Kirchen & Klöster
Szydłów, berühmt für seine erhaltenen Stadtmauern, verdankt seine Pfarrkirche König Kasimir dem Großen selbst: Die gotische Kirche St. Ladislaus entstand um 1355 an der Stelle eines älteren Holzbaus. Die Stiftung hatte Bußcharakter — der König sühnte damit die Tötung des Kanonikers Marcin Baryczka.
Die Kirche hat zwei Schiffe — ein seltener Aufbau unter den polnischen Pfarrkirchen. Fensterrahmungen, Gesimse und Sockel fertigte man aus heimischem Sandstein, die Portale aus Stein aus Pińczów. 1630 brannte die Kirche ab; nach dem Wiederaufbau bewahrte nur das Presbyterium seine ursprüngliche Form.

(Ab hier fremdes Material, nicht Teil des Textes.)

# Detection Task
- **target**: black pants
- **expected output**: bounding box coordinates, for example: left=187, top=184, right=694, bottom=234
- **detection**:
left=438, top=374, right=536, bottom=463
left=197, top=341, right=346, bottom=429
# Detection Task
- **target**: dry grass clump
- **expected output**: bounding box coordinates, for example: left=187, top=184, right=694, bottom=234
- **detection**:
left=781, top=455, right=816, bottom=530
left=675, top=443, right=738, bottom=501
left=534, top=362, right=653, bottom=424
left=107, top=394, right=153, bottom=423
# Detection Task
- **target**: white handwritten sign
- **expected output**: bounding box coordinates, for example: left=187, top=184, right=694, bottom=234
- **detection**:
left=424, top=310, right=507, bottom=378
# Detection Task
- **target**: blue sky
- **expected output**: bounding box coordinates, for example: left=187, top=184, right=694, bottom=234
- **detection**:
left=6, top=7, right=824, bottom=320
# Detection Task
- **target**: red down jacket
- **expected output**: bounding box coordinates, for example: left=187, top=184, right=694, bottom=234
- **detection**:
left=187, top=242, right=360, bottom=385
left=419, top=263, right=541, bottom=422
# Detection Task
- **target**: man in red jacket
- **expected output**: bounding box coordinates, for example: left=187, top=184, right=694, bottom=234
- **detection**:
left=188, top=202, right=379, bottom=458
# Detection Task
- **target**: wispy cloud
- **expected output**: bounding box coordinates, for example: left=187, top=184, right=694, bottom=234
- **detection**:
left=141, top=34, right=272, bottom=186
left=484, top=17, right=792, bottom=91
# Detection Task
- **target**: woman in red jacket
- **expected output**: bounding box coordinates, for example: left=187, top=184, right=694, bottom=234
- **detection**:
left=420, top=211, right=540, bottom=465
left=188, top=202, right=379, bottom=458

Neben der Kirche steht ein Glockenturm aus dem 18. Jahrhundert — ein umgebauter Wehrturm, an dem bis heute Schießscharten sichtbar sind. An der Wehrmauer südlich der Kirche liegen die Ruinen eines gotischen Vikariehauses, das in den Kämpfen von 1944 zerstört wurde.
Die Kirche liegt am Kleinpolnischen Jakobsweg, einer wiederbelebten Route von Sandomierz nach Tyniec, die der mittelalterlichen Pilgerfahrt nach Santiago de Compostela entspricht. Ein einziger Spaziergang durch Szydłów umfasst Burg, Mauern, Pfarrkirche und die Markierungen des Jakobswegs.
Die Kirche befindet sich in der ul. Staszowska 15, hinter dem Marktplatz, im Bereich der ehemaligen Stadtmauern. Das Innere ist während der Gottesdienste zugänglich, den Bau mit dem Glockenturm können Sie jederzeit betrachten.